Ao que se sabe, a Operação Radar executou 19 militantes do PCB. Além de José Ferreira de Almeida, tenente reformado da PM, outras vítimas da operação foram o jornalista Vladimir Herzog, o dirigente do PCB Elson Costa, o operário Manoel Fiel Filho, o técnico em edificação José Montenegro de Lima e o advogado Jayme Amorim de Miranda.
Diversos testemunhos e documentos atestam a existência e modus operandi da Operação Radar. Entre eles está um relatório de abril de 1974 — assinado pelo então diretor da CIA, William Colby, e dirigido à Secretaria de Estado dos EUA — que descreve uma reunião na qual o então presidente Ernesto Geisel (1974-1979) deu aval para que o Serviço Nacional de Informação (SNI) procedesse com as mortes de militantes de esquerda, no âmbito da Operação Radar, desde que as autoridades superiores fossem previamente consultadas.

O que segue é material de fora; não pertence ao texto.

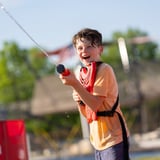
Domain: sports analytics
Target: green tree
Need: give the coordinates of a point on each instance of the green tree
(138, 51)
(19, 68)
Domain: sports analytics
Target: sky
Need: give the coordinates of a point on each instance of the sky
(52, 23)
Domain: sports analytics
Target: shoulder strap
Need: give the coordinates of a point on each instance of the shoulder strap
(111, 112)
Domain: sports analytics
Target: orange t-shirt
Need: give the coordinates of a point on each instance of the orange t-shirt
(106, 131)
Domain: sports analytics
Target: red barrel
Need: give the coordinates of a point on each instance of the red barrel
(13, 145)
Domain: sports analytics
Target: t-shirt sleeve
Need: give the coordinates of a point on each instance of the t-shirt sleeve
(105, 82)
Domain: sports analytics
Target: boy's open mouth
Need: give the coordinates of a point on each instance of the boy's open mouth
(86, 57)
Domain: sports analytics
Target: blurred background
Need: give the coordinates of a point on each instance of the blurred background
(31, 90)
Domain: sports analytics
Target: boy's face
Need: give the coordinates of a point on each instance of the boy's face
(88, 53)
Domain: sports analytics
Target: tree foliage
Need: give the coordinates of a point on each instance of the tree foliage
(138, 51)
(19, 68)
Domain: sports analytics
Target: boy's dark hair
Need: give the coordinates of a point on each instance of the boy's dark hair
(91, 35)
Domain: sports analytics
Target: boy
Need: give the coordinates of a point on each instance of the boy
(96, 94)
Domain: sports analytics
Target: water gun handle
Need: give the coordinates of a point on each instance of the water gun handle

Além disso, em uma longa entrevista documentada pela diretora de cinema Beth Formaggini, um dos integrantes da Operação Radar, o ex-delegado e atual pastor da Assembleia de Deus Cláudio Guerra confessou abertamente sua participação e os crimes que praticou na ocasião.

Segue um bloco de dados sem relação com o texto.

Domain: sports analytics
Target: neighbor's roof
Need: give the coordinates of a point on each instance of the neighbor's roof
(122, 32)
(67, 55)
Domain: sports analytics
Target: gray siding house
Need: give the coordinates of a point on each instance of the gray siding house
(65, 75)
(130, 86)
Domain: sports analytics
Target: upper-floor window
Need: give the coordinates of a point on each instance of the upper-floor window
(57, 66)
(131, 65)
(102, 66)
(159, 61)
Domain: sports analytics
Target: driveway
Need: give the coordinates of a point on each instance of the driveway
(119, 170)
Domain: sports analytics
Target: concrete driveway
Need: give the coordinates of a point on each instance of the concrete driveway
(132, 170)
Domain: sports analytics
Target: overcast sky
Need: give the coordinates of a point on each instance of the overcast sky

Conforme Guerra, ele foi convidado em 1973 pelo Coronel Perdigão (Freddie Perdigão Vieira) e pelo Comandante Vieira para compor a Operação Radar. “Você sabe que esses comunistas têm que morrer, e sei que você é um patriota. Precisamos de você”, disseram os militares ao ex-delegado.
Em um primeiro momento, Cláudio Guerra recebeu a incumbência de matar os militantes envolvidos na oposição ao regime militar. Em seguida, sua função na Operação Radar passou a ser a de queimar os corpos das pessoas torturadas e assassinadas pelo DOI-Codi.
Guerra admitiu que foi responsável pelo desaparecimento de diversos militantes durante a ditadura militar, deixando suas famílias sem qualquer informação por anos. Com o lançamento do livro Memórias de uma guerra suja (2012), baseado nos depoimentos do ex-delegado sobre o período, alguns desses casos finalmente foram esclarecidos. Entretanto, beneficiado pelo Lei da Anistia, Guerra nunca foi punido pelos crimes que cometeu.
Em 2021, o Ministério Público Federal ofereceu uma nova denúncia contra os ex-agentes da ditadura militar e da Operação Radar Audir Santos Maciel e Carlos Setembrino da Silveira pelo assassinato, em 1975, do ex-membro da direção do PCB Elson Costa. À época, eles prenderam, torturaram, mataram e ocultaram o cadáver do militante, que permanece desaparecido.